Closed Osama-Kassem closed 5 months ago
I am observing a similar issue on gh runners.
Openfga-k8s gets in error state with message openfga-k8s/0 [idle] error: crash loop backoff: back-off 2m40s restarting failed
when postgres is taking long to spin up. After postgres turns active, openfga gets stuck waiting to connect to its container, failing the "update-status" hook:
unit-openfga-k8s-0: 16:31:46 ERROR unit.openfga-k8s/0.juju-log openfga:14: openfga is not running
<...>
unit-openfga-k8s-0: 16:42:49 ERROR unit.openfga-k8s/0.juju-log Cannot connect to container openfga
unit-openfga-k8s-0: 16:42:49 ERROR unit.openfga-k8s/0.juju-log Uncaught exception while in charm code:
Traceback (most recent call last):
File "/var/lib/juju/agents/unit-openfga-k8s-0/charm/./src/charm.py", line 625, in <module>
main(OpenFGAOperatorCharm)
File "/var/lib/juju/agents/unit-openfga-k8s-0/charm/venv/ops/main.py", line 456, in main
_emit_charm_event(charm, dispatcher.event_name)

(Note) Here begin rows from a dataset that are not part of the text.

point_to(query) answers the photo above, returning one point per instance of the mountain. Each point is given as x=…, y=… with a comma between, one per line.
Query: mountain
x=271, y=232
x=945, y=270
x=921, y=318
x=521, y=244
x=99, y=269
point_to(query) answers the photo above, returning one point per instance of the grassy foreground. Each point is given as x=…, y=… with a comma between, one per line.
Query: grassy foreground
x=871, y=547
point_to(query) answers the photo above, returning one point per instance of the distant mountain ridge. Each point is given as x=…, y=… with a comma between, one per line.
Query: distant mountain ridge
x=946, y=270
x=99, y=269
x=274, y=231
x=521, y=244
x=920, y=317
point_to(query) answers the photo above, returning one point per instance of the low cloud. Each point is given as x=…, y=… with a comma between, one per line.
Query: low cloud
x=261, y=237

File "/var/lib/juju/agents/unit-openfga-k8s-0/charm/venv/ops/main.py", line 144, in _emit_charm_event
event_to_emit.emit(*args, **kwargs)
File "/var/lib/juju/agents/unit-openfga-k8s-0/charm/venv/ops/framework.py", line 351, in emit
framework._emit(event)
File "/var/lib/juju/agents/unit-openfga-k8s-0/charm/venv/ops/framework.py", line 853, in _emit
self._reemit(event_path)
File "/var/lib/juju/agents/unit-openfga-k8s-0/charm/venv/ops/framework.py", line 943, in _reemit
custom_handler(event)
File "/var/lib/juju/agents/unit-openfga-k8s-0/charm/./src/charm.py", line 211, in _on_update_status
self._ready()
File "/var/lib/juju/agents/unit-openfga-k8s-0/charm/./src/charm.py", line 448, in _ready
if self._migration_is_needed():
File "/var/lib/juju/agents/unit-openfga-k8s-0/charm/./src/charm.py", line 424, in _migration_is_needed
return getattr(self._state, key, None) != self.openfga.get_version()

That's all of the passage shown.